Das wiederholen die Vermarkter gebetsmühlenartig und verknüpfen ihre Werbeaktionen mit Veranstaltungen. 2015, im Lucas-Cranach-Jahr, hatte die Festung so viele Besucher wie noch nie. Für 2022 stehen gleich drei Jubiläen an, die Touristen in die Stadt holen wollen: der 550. Geburtstag von Lucas Cranach dem Älteren, das 500. Jubiläum des Septembertestaments - jene berühmte Luther-Bibelübersetzung mit den Zeichnungen aus der Werkstatt Lucas Cranachs des Älteren - und der 500. Todestag Hans Süß' von Kulmbach. "Die Idee ist, mit den Stärken zu wuchern", fasst Kerstin Löw das Tourismuskonzept zusammen.

Doch was sind die Schwächen, die in den nächsten Jahren beseitigt werden sollen?

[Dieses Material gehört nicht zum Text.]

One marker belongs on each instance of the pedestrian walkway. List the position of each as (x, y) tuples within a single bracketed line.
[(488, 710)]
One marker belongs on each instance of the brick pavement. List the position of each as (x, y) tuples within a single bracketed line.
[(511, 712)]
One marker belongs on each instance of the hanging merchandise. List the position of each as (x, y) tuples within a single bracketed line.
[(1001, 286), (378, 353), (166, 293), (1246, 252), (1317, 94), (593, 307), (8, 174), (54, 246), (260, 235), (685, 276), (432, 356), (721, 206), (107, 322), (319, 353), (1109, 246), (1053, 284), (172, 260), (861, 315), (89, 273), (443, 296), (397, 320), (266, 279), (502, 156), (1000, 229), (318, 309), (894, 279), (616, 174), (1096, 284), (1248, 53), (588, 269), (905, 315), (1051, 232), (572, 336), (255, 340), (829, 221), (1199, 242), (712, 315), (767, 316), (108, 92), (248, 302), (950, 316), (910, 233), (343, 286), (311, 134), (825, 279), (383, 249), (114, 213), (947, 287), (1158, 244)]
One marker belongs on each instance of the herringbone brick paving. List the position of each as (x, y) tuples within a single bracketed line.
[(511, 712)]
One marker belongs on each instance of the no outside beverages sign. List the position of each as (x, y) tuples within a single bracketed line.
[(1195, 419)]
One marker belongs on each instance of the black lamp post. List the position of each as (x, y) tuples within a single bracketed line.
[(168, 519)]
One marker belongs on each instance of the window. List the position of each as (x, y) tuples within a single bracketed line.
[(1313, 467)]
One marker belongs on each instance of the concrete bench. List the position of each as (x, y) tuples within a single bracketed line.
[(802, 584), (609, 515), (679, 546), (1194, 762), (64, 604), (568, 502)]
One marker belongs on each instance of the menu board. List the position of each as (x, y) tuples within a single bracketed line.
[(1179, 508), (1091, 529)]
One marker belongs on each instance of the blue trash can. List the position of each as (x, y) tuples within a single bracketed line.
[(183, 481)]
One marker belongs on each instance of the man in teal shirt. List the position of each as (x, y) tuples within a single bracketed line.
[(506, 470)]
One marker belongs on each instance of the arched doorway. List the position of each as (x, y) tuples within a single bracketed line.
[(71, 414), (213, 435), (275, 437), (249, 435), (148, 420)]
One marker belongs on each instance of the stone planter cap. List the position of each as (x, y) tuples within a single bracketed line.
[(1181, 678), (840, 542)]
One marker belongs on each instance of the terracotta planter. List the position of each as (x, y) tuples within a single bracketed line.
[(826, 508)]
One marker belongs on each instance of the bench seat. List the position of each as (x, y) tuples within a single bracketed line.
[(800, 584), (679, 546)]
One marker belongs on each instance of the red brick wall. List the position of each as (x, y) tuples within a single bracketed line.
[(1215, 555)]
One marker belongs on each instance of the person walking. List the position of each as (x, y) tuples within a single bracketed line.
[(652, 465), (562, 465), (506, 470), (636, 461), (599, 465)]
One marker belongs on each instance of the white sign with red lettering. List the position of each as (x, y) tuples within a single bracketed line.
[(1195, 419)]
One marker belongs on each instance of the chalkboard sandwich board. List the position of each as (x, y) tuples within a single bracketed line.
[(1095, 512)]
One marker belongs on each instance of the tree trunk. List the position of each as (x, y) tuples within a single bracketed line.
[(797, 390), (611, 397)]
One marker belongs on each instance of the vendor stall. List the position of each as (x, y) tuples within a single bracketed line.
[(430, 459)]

Kronach sei immer noch Saisonziel, erklärt die Tourismusleiterin. Die tourismusarmen Wintermonate sollen in den nächsten Jahren gestärkt werden. Außerdem erkennt sie einen Platzmangel: "Wir haben nach wie vor zu wenige Gästebetten im Frankenwald, da gibt es noch Luft nach oben." Schließlich bleibt die Frage, wie lange das Virus die Branche im Klammergriff halten wird. Für das Jahr 2021 sind Veranstaltungen wie die Rosenberg Festspiele mit reduziertem Publikum fest eingeplant. Ob sie wirklich ausgetragen werden, entscheidet die Pandemie. "Wir wollen das Corona-Jahr mit Würde und Freude gestalten, weil wir alle Erlebnisse brauchen, die uns Kraft geben."